Online Case Study: Newton's Nation

In four years, Newton’s Nation has become Australia’s largest action sports and music festival, with crowds growing tenfold from the first event in 2009.

Bathurst, the Newton’s nation festival serves up adrenalin-fuelled downhill mountain biking, skateboarding, scootering and BMX biking. At night the festival switches from sport to music. It attracted 1500 spectators in 2009, but director Michael Taylor expects 10,000 this year, and says much of that growth has come because of the festival’s digital strategy.

Newton’s Nation has a website with photo and video galleries and a Facebook page. While those are not new, the festival uses them as channels to publish high-quality content and engage fans. “Fans of action sports tend to be counter-culture,” explains Taylor. “Mainstream media rarely gives them what they want so they find it online, share it with their fans and friends and form tribes of similar-minded people.”

Newton’s Nation decided to place itself in the centre of these communities by becoming an active content provider. “Our strategy is about engagement and content. The BMX highlight reel of our last competition got 110,000 hits on YouTube. Delivering high-quality content is invaluable to us and we try to create as much as possible.”

Taylor admits the Facebook page began life under-resourced and off-tone. “Now it’s well-resourced — our social media people are pro-BMX riders and pro-skaters. We ask members their opinion on certain bands or tricks and they, in turn, help us with decisions we need to make.”

For example, Newton’s Nation saved itself a major construction project this year by asking its scootering community how it felt about competing at the bottom of Mount Panorama. “Surprisingly, they liked the idea of an exclusive scootering zone, which meant we avoided spending $28,000 on asphalting an area at the top of the mountain. It’s pretty powerful.”

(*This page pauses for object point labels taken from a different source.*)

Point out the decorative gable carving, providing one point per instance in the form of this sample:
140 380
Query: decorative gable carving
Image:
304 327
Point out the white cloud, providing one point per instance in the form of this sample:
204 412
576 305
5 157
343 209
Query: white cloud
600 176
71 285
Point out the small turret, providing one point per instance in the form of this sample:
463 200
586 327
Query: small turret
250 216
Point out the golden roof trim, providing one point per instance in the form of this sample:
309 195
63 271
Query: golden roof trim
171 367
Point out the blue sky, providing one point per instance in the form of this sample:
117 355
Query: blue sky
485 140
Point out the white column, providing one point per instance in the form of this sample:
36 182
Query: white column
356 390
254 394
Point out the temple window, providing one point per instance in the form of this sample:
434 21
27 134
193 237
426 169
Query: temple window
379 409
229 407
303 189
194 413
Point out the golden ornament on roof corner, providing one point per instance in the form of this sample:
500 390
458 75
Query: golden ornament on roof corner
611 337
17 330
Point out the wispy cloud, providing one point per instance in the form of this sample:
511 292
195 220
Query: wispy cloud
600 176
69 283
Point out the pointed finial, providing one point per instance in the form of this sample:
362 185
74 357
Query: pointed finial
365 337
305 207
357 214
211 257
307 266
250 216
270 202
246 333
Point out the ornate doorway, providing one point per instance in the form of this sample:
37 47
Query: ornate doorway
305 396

  1. Create genuine dialogue. “Two-way dialogue is more powerful than a one-way monologue like a TV commercial or a billboard. Don’t moderate blog comments — answer them instead. This means you can talk about your message. Commit resources to fast response times.”
  2. Use the right tone. “Understand your audience and speak in their language. But be authentic! Don’t be a big company trying to be a cool 16 year old. It doesn’t work. If you come across as authentic your consumers trust you and tell you when something’s rubbish.”
  3. Produce quality content. “We’re constantly looking at filming and creating content for our online channels. We make sure it’s not half-arsed! It needs proper editing and grading to look good. If you commit to quality, people will pass it on. If it’s filmed on an iPhone and looks  rubbish, a couple of people will watch it but it won’t go anywhere.”